Verses 45, 46. - He found them sleeping for sorrow, and said unto them, Why sleep ye rise and pray, lest ye enter into temptation. The events of the past evening; the long excitement stirred up by listening to such words as their Master had been speaking to them during the sad hours of the Last Supper; the sure consciousness of coming sorrow; then the walk through the silent city: - all predisposed them to sleep. Commentators are never weary with pressing these excuses for the slumber of the eleven at that awful moment. But all these things, though they may well have predisposed them to slumber, are not sufficient to account for that strange heavy sleep which seems to have paralyzed the eleven in Gethsemane. In spite of their Master's solemn injunction to watch and pray, he finds them, several times during that dreadful watch of his in the garden, asleep, in spite of his asking them for sympathy and prayer, in spite of his evident longing for their sympathy - each time he cast his eyes on them, he sees them, not watching, but sleeping! Many a time in their work-filled lives those fishermen he loved so well, John and Peter and Andrew, had toiled all night with their nets; but on this night of sorrow, when their pleading voices were listened for, possibly their hand-press waited for, their silent sympathy certainly longed for, they slept, seemingly forgetful of all save their own ease and comfort. Surely on this night of temptation they were influenced by some invisible power, who lulled them to sleep during those precious moments when they should have been agonizing with their Master in prayer, and so arming themselves against the supreme moment of temptation just coming upon them. But swayed by the power of evil of whom the Lord had been warning them, but in vain, they let the moments slip by, and the hour of temptation came on them unawares. We know how grievously they all fell.

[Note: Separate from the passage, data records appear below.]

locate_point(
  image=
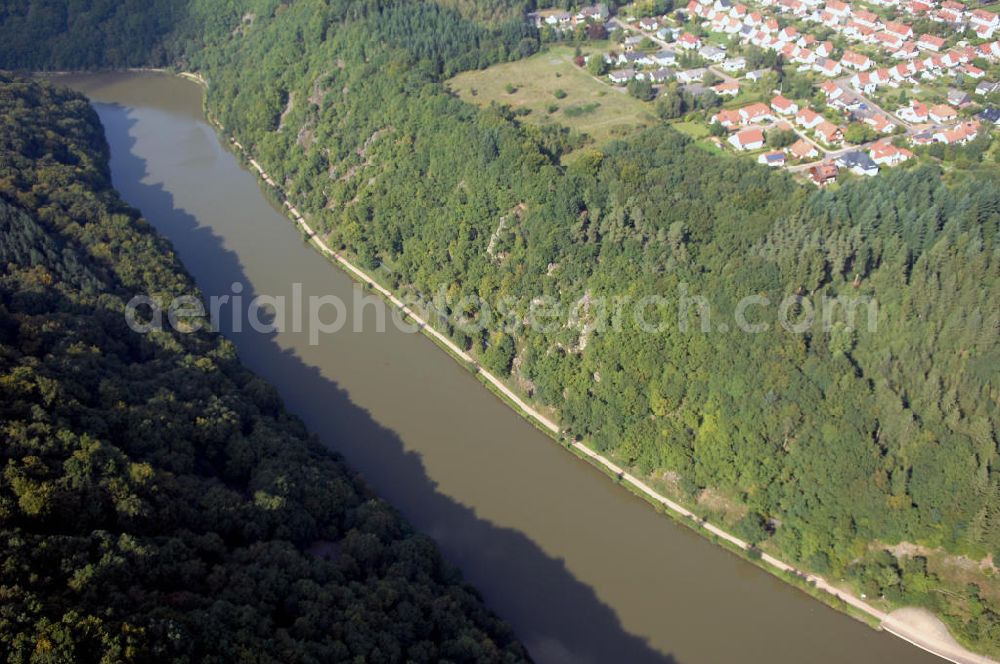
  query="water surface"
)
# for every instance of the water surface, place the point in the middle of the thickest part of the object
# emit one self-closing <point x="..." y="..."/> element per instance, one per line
<point x="584" y="571"/>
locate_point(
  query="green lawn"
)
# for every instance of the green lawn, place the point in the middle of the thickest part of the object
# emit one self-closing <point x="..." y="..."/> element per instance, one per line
<point x="692" y="129"/>
<point x="537" y="78"/>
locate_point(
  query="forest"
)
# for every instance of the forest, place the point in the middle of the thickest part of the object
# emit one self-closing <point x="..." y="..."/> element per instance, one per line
<point x="157" y="503"/>
<point x="829" y="447"/>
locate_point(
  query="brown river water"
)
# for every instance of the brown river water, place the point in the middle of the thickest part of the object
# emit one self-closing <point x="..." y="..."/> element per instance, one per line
<point x="582" y="569"/>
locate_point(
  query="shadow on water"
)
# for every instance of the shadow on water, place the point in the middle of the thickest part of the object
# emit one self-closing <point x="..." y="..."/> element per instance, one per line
<point x="559" y="618"/>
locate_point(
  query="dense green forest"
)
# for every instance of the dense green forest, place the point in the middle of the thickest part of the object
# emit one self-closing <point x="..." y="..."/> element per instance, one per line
<point x="156" y="501"/>
<point x="828" y="446"/>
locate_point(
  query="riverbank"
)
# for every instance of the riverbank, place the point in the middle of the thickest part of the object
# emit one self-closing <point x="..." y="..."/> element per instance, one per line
<point x="916" y="634"/>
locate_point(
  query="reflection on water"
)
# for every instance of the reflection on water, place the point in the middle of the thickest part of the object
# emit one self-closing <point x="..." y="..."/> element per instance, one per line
<point x="584" y="571"/>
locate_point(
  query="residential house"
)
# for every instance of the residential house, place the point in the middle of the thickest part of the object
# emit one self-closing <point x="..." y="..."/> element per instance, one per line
<point x="930" y="43"/>
<point x="990" y="114"/>
<point x="784" y="106"/>
<point x="755" y="113"/>
<point x="901" y="30"/>
<point x="856" y="61"/>
<point x="958" y="135"/>
<point x="984" y="22"/>
<point x="829" y="133"/>
<point x="823" y="174"/>
<point x="597" y="13"/>
<point x="661" y="75"/>
<point x="864" y="83"/>
<point x="712" y="53"/>
<point x="621" y="76"/>
<point x="688" y="42"/>
<point x="838" y="8"/>
<point x="987" y="88"/>
<point x="880" y="123"/>
<point x="727" y="89"/>
<point x="773" y="159"/>
<point x="866" y="18"/>
<point x="915" y="112"/>
<point x="803" y="149"/>
<point x="632" y="43"/>
<point x="828" y="67"/>
<point x="958" y="98"/>
<point x="733" y="65"/>
<point x="858" y="163"/>
<point x="561" y="19"/>
<point x="808" y="118"/>
<point x="689" y="76"/>
<point x="748" y="139"/>
<point x="941" y="113"/>
<point x="973" y="72"/>
<point x="831" y="90"/>
<point x="885" y="153"/>
<point x="665" y="58"/>
<point x="727" y="118"/>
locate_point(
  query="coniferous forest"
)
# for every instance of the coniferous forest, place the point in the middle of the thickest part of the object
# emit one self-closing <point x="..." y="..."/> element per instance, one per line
<point x="834" y="444"/>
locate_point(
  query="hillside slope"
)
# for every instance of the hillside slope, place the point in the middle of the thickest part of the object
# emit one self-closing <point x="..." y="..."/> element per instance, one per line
<point x="156" y="501"/>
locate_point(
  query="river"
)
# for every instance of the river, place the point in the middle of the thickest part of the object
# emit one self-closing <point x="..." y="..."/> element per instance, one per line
<point x="582" y="569"/>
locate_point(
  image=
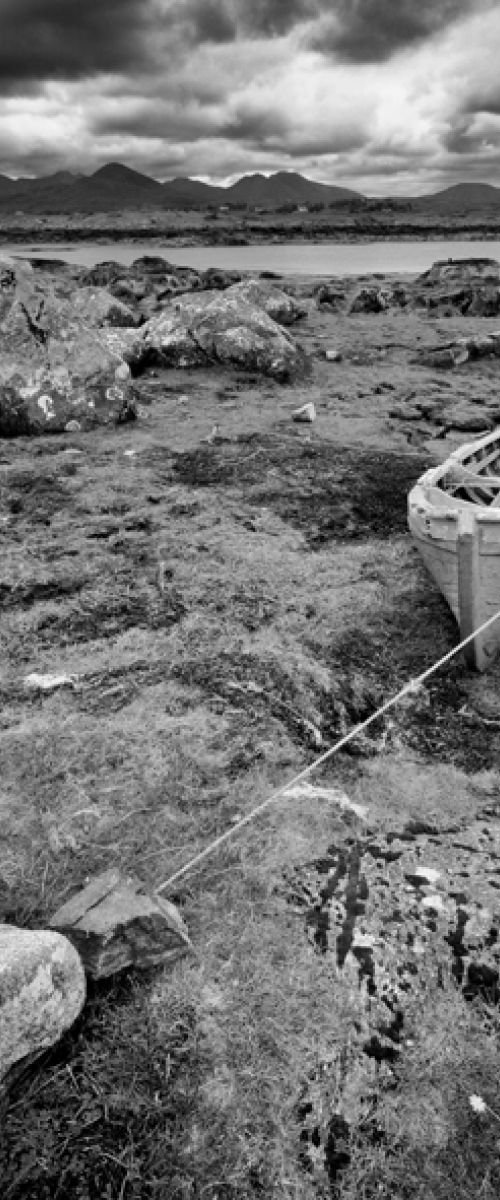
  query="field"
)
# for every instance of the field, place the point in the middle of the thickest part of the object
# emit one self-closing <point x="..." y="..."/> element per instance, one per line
<point x="228" y="592"/>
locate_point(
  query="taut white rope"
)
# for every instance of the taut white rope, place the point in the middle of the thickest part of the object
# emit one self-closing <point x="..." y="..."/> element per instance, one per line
<point x="411" y="687"/>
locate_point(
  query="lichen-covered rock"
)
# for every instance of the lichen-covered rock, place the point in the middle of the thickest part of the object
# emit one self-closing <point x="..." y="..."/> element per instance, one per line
<point x="278" y="305"/>
<point x="468" y="286"/>
<point x="329" y="295"/>
<point x="114" y="924"/>
<point x="399" y="907"/>
<point x="42" y="991"/>
<point x="96" y="306"/>
<point x="455" y="354"/>
<point x="54" y="367"/>
<point x="215" y="327"/>
<point x="379" y="299"/>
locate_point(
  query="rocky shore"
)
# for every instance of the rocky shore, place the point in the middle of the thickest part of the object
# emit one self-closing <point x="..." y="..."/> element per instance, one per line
<point x="203" y="527"/>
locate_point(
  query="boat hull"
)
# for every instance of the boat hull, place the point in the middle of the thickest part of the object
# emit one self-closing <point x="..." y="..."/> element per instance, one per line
<point x="437" y="521"/>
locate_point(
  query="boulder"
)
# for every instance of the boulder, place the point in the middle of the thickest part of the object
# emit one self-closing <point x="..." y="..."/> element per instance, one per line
<point x="456" y="353"/>
<point x="468" y="286"/>
<point x="42" y="991"/>
<point x="96" y="306"/>
<point x="329" y="295"/>
<point x="306" y="414"/>
<point x="114" y="923"/>
<point x="469" y="420"/>
<point x="220" y="327"/>
<point x="54" y="367"/>
<point x="216" y="279"/>
<point x="144" y="287"/>
<point x="379" y="299"/>
<point x="277" y="304"/>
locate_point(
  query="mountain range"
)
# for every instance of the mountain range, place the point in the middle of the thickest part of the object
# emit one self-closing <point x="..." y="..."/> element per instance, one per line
<point x="116" y="186"/>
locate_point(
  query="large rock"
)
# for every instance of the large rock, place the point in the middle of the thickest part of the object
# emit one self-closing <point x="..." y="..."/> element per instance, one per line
<point x="379" y="299"/>
<point x="404" y="909"/>
<point x="97" y="306"/>
<point x="114" y="923"/>
<point x="277" y="304"/>
<point x="54" y="367"/>
<point x="224" y="328"/>
<point x="468" y="286"/>
<point x="455" y="354"/>
<point x="42" y="991"/>
<point x="146" y="286"/>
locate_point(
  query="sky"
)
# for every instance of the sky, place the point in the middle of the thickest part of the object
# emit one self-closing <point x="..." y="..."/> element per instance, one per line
<point x="386" y="96"/>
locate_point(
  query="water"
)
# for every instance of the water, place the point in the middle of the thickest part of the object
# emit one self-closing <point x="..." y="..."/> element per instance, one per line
<point x="287" y="258"/>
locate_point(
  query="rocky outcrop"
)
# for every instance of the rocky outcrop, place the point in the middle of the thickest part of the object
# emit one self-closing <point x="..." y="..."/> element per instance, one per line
<point x="115" y="924"/>
<point x="146" y="286"/>
<point x="455" y="354"/>
<point x="222" y="328"/>
<point x="277" y="304"/>
<point x="54" y="367"/>
<point x="468" y="286"/>
<point x="373" y="300"/>
<point x="330" y="297"/>
<point x="97" y="306"/>
<point x="42" y="991"/>
<point x="397" y="910"/>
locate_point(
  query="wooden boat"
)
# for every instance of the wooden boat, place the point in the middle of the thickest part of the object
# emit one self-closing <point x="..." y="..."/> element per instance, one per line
<point x="453" y="514"/>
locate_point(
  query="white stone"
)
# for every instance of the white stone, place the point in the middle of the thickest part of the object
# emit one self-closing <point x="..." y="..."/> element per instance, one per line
<point x="332" y="795"/>
<point x="42" y="991"/>
<point x="306" y="413"/>
<point x="48" y="682"/>
<point x="435" y="903"/>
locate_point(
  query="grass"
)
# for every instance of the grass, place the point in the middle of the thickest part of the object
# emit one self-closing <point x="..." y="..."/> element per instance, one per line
<point x="227" y="611"/>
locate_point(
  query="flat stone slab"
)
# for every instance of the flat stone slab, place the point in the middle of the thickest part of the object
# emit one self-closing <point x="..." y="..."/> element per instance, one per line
<point x="42" y="991"/>
<point x="114" y="923"/>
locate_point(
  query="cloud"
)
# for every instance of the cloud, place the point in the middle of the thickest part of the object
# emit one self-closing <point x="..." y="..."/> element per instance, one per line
<point x="71" y="39"/>
<point x="373" y="30"/>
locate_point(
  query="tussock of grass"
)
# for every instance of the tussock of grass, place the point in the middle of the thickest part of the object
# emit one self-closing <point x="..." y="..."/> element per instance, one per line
<point x="223" y="1079"/>
<point x="423" y="1139"/>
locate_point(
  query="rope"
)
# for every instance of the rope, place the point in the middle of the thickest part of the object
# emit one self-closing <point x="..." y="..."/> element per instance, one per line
<point x="410" y="688"/>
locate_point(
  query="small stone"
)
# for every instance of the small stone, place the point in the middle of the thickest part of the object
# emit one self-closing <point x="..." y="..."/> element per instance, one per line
<point x="434" y="903"/>
<point x="306" y="414"/>
<point x="42" y="991"/>
<point x="114" y="924"/>
<point x="122" y="372"/>
<point x="422" y="875"/>
<point x="36" y="682"/>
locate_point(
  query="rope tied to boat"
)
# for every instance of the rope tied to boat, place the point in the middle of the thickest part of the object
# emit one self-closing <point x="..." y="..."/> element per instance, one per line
<point x="410" y="689"/>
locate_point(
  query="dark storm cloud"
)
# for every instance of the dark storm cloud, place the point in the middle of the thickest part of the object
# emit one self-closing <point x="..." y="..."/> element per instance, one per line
<point x="196" y="22"/>
<point x="483" y="101"/>
<point x="71" y="39"/>
<point x="276" y="17"/>
<point x="373" y="30"/>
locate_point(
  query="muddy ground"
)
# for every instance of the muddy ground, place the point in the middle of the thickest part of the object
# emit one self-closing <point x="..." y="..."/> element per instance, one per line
<point x="228" y="593"/>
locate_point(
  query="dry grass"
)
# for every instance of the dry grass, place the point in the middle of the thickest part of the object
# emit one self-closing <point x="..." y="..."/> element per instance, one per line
<point x="198" y="689"/>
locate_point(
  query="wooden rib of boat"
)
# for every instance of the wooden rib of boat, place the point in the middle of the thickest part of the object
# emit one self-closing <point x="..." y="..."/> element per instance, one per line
<point x="453" y="514"/>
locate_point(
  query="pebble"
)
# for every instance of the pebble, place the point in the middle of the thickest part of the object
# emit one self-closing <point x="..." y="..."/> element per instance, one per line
<point x="307" y="414"/>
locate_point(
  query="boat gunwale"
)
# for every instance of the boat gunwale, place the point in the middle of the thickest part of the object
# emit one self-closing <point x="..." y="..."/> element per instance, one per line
<point x="420" y="497"/>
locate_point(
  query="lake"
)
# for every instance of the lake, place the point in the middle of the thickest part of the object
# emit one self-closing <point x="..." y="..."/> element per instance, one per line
<point x="284" y="258"/>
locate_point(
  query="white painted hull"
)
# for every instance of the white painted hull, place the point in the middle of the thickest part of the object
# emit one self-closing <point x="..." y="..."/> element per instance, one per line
<point x="434" y="514"/>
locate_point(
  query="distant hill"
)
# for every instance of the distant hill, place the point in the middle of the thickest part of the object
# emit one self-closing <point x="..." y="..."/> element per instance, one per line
<point x="116" y="186"/>
<point x="192" y="193"/>
<point x="461" y="198"/>
<point x="285" y="187"/>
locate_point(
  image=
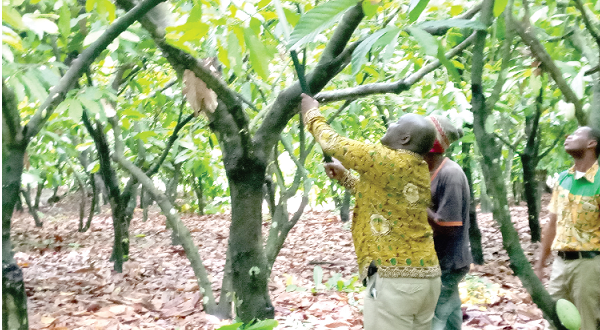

"'Forsake the Christ thou sawest transfigured! him
Who trod the sea and brought the dead to life?
What should wring this from thee?' - ye laugh and ask.
What wrung it? Even a torchlight and a noise,
The sudden Roman faces, violent hands,


And fear of what the Jews might do! Just that;
And it is written, 'I forsook and fled:'
There was my trial, and it ended thus ."


(Browning, 'A Death in the Desert.') Luke 22:45For sorrow

The mention of the cause of the drowsiness is characteristic.